Given the isosceles triangle $ABC$, where $AB = AC$. Let $D$ be a point in the segment $BC$ so that $BD = 2DC$. Suppose also that point $P$ lies on the segment $AD$ such that: $\angle BAC = \angle BP D$. Prove that $\angle BAC = 2\angle DP C$.

In the triangle $ABC$, points $D$ and $E$ lie on the side $BC$, with $CE = BD$. Also, $M$ is the midpoint of $AD$. Show that the centroid of $ABC$ lies on $ME$.

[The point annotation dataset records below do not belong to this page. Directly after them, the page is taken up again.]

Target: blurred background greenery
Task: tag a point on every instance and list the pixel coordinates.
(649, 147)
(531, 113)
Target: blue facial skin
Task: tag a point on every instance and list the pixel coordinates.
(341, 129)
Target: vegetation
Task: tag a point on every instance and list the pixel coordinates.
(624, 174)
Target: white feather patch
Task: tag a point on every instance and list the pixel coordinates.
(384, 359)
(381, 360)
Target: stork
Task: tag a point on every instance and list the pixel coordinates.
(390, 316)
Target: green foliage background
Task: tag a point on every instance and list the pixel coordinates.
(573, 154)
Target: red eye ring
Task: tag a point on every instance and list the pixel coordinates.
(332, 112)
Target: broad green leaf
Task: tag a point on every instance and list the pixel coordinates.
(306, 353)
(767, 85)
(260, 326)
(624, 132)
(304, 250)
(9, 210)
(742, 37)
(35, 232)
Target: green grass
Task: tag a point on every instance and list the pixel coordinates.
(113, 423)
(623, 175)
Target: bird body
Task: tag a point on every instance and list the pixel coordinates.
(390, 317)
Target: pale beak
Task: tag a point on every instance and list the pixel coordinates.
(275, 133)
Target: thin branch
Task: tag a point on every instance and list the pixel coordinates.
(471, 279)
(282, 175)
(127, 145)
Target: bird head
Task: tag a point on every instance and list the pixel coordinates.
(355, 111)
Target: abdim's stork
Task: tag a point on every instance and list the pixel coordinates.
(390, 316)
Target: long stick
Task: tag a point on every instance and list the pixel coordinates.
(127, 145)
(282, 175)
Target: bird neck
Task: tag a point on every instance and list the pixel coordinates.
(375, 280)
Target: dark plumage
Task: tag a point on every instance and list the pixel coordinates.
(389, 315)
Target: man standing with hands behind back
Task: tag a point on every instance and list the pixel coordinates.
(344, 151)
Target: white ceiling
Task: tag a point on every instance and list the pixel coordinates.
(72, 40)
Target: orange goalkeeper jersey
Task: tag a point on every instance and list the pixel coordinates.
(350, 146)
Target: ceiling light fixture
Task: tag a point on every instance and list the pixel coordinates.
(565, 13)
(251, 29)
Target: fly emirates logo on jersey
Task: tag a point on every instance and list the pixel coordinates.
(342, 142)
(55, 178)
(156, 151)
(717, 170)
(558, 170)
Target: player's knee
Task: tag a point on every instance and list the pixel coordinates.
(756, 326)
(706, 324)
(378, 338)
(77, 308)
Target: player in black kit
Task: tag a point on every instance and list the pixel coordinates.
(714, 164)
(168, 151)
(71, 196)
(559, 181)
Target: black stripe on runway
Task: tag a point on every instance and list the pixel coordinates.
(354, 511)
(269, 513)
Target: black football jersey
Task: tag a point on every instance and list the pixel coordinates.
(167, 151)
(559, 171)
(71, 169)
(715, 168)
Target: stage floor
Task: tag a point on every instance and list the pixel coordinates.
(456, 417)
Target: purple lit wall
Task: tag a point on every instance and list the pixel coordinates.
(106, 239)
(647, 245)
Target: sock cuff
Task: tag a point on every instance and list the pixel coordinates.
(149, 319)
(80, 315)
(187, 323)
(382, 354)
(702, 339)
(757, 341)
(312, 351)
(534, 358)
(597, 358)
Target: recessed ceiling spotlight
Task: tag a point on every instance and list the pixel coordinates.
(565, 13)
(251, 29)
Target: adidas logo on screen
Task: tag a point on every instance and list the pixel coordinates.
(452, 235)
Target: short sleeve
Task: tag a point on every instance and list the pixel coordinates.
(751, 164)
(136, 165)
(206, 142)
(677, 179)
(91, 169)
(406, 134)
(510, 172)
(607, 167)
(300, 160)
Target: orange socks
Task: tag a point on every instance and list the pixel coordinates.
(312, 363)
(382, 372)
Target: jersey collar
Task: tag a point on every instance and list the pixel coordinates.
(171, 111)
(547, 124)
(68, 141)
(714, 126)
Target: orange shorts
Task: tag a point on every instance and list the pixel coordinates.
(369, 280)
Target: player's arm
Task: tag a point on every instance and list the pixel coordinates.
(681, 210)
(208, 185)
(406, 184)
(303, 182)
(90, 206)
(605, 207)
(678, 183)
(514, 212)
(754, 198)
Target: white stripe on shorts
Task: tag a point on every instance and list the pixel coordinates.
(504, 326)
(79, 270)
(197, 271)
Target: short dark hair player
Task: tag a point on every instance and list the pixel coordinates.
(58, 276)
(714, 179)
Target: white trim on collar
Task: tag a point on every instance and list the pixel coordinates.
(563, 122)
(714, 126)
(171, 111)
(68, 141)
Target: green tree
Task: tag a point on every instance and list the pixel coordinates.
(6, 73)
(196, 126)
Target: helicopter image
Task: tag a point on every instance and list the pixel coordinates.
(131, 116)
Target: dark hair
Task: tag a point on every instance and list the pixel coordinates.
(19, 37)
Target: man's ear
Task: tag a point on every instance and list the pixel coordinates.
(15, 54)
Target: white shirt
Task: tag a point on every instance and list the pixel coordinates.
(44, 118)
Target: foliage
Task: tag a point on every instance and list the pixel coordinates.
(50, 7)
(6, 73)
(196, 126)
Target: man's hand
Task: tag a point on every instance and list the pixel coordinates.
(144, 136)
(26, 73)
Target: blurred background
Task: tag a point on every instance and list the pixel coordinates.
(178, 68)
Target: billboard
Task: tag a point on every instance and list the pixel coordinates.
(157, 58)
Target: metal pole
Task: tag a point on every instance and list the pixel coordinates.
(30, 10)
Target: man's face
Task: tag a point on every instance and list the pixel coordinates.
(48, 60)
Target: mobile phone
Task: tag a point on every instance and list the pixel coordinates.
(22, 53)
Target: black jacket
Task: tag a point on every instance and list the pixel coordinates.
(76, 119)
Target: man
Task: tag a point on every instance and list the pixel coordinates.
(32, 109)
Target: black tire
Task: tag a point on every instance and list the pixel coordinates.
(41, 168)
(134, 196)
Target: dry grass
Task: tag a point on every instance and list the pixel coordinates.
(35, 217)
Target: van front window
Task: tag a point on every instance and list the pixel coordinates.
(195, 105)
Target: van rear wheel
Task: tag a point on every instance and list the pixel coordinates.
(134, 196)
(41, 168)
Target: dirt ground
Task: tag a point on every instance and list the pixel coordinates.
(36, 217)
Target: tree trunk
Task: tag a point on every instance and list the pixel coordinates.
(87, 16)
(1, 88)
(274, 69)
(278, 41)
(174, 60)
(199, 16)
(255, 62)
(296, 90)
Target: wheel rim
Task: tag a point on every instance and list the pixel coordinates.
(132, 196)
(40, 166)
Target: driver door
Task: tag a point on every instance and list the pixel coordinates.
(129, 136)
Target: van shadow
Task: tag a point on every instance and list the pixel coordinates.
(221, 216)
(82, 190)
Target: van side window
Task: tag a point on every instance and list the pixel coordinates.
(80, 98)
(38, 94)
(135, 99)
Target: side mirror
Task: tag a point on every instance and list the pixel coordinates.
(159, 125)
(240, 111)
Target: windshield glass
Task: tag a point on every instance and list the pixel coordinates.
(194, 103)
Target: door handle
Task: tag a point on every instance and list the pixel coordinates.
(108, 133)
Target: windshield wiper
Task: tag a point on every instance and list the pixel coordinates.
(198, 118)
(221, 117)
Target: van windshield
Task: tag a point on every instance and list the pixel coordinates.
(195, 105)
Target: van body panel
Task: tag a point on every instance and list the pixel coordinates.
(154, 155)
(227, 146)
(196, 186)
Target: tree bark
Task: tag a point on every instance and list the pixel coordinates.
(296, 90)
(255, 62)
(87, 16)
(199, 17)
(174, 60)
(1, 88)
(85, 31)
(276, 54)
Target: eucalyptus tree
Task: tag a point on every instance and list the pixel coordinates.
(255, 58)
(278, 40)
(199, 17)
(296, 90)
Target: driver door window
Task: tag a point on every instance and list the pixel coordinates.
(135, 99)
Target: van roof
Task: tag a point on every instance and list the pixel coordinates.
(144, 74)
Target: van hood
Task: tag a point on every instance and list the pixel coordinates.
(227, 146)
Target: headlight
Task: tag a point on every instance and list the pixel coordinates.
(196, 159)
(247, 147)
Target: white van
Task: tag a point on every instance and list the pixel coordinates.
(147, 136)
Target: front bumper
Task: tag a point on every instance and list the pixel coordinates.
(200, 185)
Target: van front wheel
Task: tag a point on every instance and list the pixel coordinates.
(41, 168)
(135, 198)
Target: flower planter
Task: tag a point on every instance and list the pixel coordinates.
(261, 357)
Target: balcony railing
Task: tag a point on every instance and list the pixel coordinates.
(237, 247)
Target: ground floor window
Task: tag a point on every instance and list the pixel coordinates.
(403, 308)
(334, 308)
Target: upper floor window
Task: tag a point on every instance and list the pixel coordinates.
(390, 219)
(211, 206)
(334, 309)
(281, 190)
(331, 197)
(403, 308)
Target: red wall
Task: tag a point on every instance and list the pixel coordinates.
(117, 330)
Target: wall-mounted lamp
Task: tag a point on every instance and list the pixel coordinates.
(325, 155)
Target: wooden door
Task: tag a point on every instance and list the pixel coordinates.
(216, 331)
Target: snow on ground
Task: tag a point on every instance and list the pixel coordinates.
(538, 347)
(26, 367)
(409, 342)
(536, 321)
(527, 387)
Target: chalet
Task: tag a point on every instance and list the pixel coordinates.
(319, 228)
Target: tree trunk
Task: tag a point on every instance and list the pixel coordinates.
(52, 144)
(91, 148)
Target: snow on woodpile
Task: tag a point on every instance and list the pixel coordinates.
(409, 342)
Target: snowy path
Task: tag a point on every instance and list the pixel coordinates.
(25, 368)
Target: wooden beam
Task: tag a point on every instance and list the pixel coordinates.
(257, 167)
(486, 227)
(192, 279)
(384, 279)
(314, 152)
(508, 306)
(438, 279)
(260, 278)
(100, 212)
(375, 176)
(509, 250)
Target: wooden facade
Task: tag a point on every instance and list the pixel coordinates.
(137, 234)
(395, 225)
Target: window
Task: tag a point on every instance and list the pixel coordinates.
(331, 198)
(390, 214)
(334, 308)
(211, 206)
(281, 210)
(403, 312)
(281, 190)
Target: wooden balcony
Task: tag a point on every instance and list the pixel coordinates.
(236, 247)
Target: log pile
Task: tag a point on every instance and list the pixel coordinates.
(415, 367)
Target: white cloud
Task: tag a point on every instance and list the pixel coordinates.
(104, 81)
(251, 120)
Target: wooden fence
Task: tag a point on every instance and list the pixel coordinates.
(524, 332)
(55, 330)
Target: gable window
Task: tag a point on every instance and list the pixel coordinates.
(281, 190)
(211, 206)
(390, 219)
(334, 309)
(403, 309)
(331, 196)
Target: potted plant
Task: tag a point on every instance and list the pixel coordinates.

A convex quadrilateral is inscribed in a circle of radius $1$. Show that the its perimeter less the sum of its two diagonals lies between $0$ and $2$.

Let $ABCD$ be a cyclic quadrilateral. The internal angle bisector of $\angle BAD$ and line $BC$ intersect at $E.$ $M$ is the midpoint of segment $AE.$ The exterior angle bisector of $\angle BCD$ and line $AD$ intersect at $F.$ The lines $MF$ and $AB$ intersect at $G.$ Prove that if $AB=2AD,$ then $MF=2MG.$

In a triangle $ABC$, point $P$ is the incenter and $A'$, $B'$, $C'$ its orthogonal projections on $BC$, $CA$, $AB$, respectively. Show that $\angle B'A'C'$ is acute.

In a quadrilateral $ABCD$, a circle is inscribed that is tangent to the sides $AB, BC, CD$ and $DA$ at points $M, N, P$ and $Q$, respectively. If $(AM) (CP) = (BN) (DQ)$, prove that $ABCD$ is an cyclic quadrilateral.

The point $ M$ is chosen inside parallelogram $ ABCD$. Show that $ \angle MAB$ is congruent to $ \angle MCB$, if and only if $ \angle MBA$ and $ \angle MDA$ are congruent.

A non-isosceles triangle $A_{1}A_{2}A_{3}$ has sides $a_{1}$, $a_{2}$, $a_{3}$ with the side $a_{i}$ lying opposite to the vertex $A_{i}$. Let $M_{i}$ be the midpoint of the side $a_{i}$, and let $T_{i}$ be the point where the inscribed circle of triangle $A_{1}A_{2}A_{3}$ touches the side $a_{i}$. Denote by $S_{i}$ the reflection of the point $T_{i}$ in the interior angle bisector of the angle $A_{i}$. Prove that the lines $M_{1}S_{1}$, $M_{2}S_{2}$ and $M_{3}S_{3}$ are concurrent.

$C$, $C'$ are concentric circles with radii $R$, $R'$. A rectangle has two adjacent vertices on $C$ and the other two vertices on $C'$. Find its sides if its area is as large as possible.

In an acute, scalene triangle $\triangle ABC$, let $O$ be the circumcenter. Let $M$ be the midpoint of $AC$. Let the perpendicular from $A$ to $BC$ be $D$. Let the circumcircle of $\triangle OAM$ hit $DM$ at $P(\not= M)$. Prove that $B, O, P$ are colinear.